The parent or Charter School must request a due process hearing through the filing of a Due Process Hearing Request within two (2) years of the date the parent or the Charter School knew or should have known about the alleged action that forms the basis of the Due Process Hearing Request.There are limited exceptions to this timeline.
This timeline will not apply to the parent if the parent was prevented from requesting the due process hearing due to the specific misrepresentations by the Charter School that it had resolved the problem forming the basis of the Due Process Hearing Request; or if the Charter School withheld information from the parent which was required to be provided to the parent.
A copy of the Due Process Hearing Request must be sent to the other party and, at the same time, to the Office for Dispute Resolution.
The Due Process Hearing Request must contain the following information:
- The name of the child; the address where the child lives, and the name of the school the child is attending;
- If the child or youth is homeless, available contact information for the child and the name of the school the child is attending;
- A description of the nature of the problem, including facts relating to such problem; and
- A proposed resolution of the problem to the extent known and available to the party filing the Request.

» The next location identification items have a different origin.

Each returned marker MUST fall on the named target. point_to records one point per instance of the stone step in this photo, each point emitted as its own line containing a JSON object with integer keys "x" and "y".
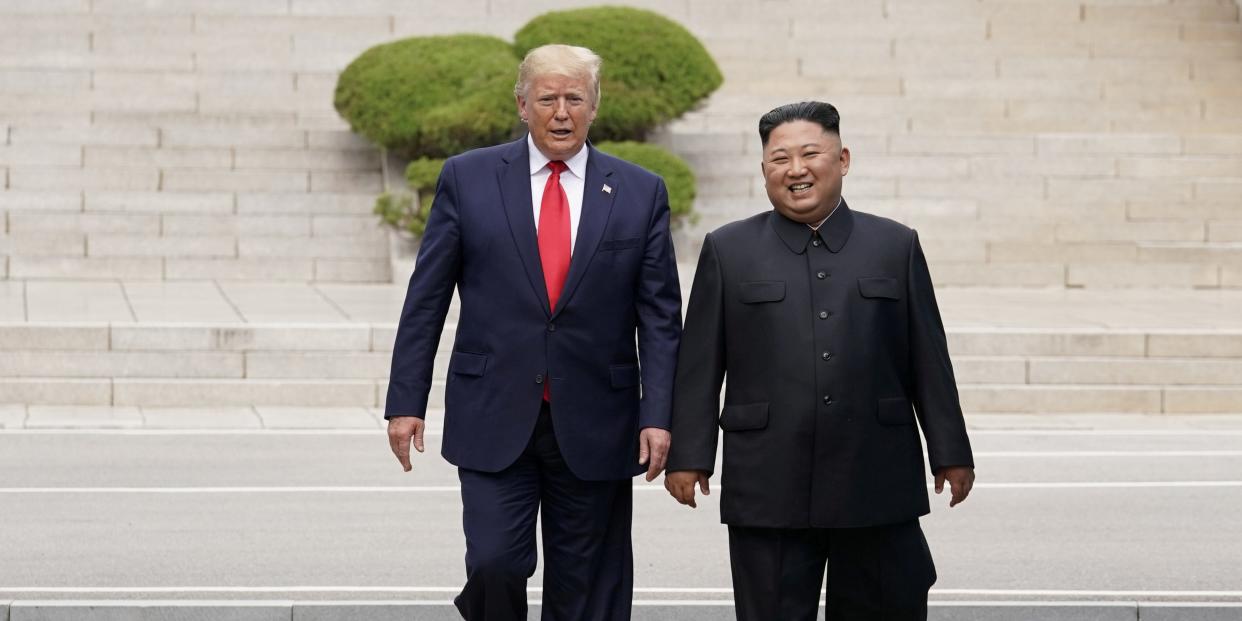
{"x": 975, "y": 398}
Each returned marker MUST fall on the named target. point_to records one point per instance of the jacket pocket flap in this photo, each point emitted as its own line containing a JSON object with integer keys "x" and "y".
{"x": 465, "y": 363}
{"x": 629, "y": 242}
{"x": 744, "y": 417}
{"x": 879, "y": 288}
{"x": 624, "y": 375}
{"x": 894, "y": 411}
{"x": 761, "y": 291}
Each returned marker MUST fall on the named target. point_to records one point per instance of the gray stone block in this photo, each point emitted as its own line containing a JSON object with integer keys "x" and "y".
{"x": 235, "y": 180}
{"x": 35, "y": 337}
{"x": 97, "y": 267}
{"x": 44, "y": 391}
{"x": 163, "y": 203}
{"x": 1206, "y": 611}
{"x": 301, "y": 203}
{"x": 282, "y": 270}
{"x": 150, "y": 610}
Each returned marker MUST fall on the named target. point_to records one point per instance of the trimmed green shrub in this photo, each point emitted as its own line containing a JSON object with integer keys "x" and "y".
{"x": 431, "y": 96}
{"x": 677, "y": 174}
{"x": 653, "y": 68}
{"x": 399, "y": 210}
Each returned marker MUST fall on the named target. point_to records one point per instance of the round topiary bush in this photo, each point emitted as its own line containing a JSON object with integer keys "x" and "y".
{"x": 676, "y": 172}
{"x": 653, "y": 68}
{"x": 431, "y": 96}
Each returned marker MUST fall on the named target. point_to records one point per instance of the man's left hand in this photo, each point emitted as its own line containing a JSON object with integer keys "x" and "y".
{"x": 653, "y": 450}
{"x": 960, "y": 478}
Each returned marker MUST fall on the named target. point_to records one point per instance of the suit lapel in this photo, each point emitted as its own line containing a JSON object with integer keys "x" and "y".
{"x": 514, "y": 176}
{"x": 596, "y": 208}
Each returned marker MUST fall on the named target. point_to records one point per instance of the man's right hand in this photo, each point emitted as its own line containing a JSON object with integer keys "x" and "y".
{"x": 681, "y": 485}
{"x": 401, "y": 429}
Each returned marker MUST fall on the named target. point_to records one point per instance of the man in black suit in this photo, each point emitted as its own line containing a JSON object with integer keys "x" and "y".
{"x": 825, "y": 321}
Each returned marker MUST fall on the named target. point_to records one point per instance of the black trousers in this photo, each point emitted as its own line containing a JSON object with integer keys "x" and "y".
{"x": 874, "y": 574}
{"x": 588, "y": 555}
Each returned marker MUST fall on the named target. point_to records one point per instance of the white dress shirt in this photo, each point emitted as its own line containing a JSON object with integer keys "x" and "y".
{"x": 573, "y": 180}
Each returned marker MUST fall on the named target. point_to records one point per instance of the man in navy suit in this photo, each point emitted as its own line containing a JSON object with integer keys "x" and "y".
{"x": 564, "y": 266}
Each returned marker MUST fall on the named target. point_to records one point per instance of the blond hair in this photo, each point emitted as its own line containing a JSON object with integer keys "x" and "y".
{"x": 559, "y": 60}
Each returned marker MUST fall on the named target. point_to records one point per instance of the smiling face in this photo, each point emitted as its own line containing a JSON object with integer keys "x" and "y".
{"x": 802, "y": 168}
{"x": 558, "y": 109}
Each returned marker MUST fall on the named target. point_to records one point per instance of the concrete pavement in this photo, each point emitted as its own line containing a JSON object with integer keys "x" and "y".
{"x": 1104, "y": 516}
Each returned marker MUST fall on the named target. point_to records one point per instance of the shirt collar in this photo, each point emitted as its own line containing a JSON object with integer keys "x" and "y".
{"x": 816, "y": 226}
{"x": 796, "y": 236}
{"x": 538, "y": 160}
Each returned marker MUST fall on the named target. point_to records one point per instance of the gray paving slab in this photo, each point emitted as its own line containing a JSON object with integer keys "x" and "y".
{"x": 200, "y": 417}
{"x": 76, "y": 301}
{"x": 78, "y": 416}
{"x": 13, "y": 301}
{"x": 1028, "y": 540}
{"x": 316, "y": 417}
{"x": 179, "y": 302}
{"x": 149, "y": 611}
{"x": 281, "y": 302}
{"x": 376, "y": 611}
{"x": 13, "y": 416}
{"x": 362, "y": 458}
{"x": 1026, "y": 611}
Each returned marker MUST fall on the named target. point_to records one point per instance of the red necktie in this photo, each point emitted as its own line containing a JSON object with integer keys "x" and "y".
{"x": 554, "y": 241}
{"x": 554, "y": 234}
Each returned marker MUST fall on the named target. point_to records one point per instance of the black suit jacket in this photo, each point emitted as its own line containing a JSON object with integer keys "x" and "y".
{"x": 834, "y": 345}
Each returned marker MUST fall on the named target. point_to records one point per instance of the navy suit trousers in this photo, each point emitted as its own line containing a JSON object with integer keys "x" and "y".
{"x": 588, "y": 555}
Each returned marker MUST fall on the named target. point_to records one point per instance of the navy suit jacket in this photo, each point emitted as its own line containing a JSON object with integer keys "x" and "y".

The Due Process Hearing Request will be considered to be sufficient unless the party receiving it notifies the Hearing Officer and the other party in writing within fifteen (15) days of receipt that the receiving party believes the Request does not meet the requirements listed above.

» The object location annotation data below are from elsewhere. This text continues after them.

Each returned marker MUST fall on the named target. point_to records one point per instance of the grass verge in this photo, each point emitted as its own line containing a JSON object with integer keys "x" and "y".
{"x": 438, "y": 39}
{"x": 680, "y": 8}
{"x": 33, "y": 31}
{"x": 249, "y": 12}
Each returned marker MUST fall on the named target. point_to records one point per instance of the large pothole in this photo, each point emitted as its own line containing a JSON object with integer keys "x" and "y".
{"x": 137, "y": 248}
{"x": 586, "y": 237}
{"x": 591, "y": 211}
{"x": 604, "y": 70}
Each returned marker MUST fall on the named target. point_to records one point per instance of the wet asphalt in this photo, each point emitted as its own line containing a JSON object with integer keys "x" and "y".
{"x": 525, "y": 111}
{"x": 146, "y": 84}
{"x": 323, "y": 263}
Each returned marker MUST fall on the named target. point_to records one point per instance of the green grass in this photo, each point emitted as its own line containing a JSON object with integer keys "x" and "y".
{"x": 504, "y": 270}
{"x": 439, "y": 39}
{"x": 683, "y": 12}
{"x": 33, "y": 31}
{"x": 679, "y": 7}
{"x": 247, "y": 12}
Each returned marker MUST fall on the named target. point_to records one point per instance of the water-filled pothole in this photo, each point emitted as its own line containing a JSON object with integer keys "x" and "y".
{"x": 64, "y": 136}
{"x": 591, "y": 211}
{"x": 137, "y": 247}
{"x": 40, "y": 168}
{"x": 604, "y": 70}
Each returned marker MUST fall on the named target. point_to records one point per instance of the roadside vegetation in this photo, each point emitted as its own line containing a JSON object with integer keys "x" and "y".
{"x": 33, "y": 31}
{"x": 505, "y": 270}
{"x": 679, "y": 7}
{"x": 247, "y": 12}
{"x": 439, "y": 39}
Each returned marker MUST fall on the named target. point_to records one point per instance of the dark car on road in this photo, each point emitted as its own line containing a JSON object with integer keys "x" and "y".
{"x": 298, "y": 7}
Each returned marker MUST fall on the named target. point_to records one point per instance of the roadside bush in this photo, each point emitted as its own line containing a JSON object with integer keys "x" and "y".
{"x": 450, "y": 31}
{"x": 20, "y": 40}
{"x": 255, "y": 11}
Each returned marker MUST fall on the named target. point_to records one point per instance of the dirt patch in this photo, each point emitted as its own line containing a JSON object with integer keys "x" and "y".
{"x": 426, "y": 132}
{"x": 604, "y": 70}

If the Charter School has not sent a prior written notice (NOREP) to the parent regarding the subject matter contained in the parent’s Due Process Hearing Request, the Charter School must send to the parent, within ten (10) days of receiving the Due Process Hearing Request, a response including the following information:
- An explanation of why the Charter School proposed or refused to take the action raised in the parent’s Due Process Hearing Request;
- A description of other options the Individualized Education Program (IEP) Team considered and the reasons why those options were rejected;
- A description of each evaluation procedure, assessment, record, or report the Charter School used as the basis for the proposed or refused action; and
- A description of the factors that are relevant to the Charter School’s proposal or refusal.
Filing this response to the parent’s Due Process Hearing Request does not prevent the Charter School from challenging the sufficiency of the Due Process Hearing Request. If the Charter School has already sent prior notice (NOREP) to the parent, or it is the parent receiving the Due Process Hearing Request, then a response to the Due Process Hearing Request must be sent to the other side within ten (10) days of receipt of the request. The response should specifically address the issues raised in the Due Process Hearing Request.
Within five (5) days of receiving a party’s challenge to the sufficiency of the Due Process Hearing Request, the Hearing Officer must make a determination based solely on the information contained within the Request, whether the Request meets requirements. The Hearing Officer must immediately notify both parties in writing of his or her determination.
Either the parent or a Charter School may amend its Due Process Hearing Request only if:
- The other party consents in writing to the amendment and is given the opportunity to resolve the issues raised in the Due Process Hearing Request through a preliminary meeting/resolution session; or
- The Hearing Officer grants permission for the party to amend the Due Process.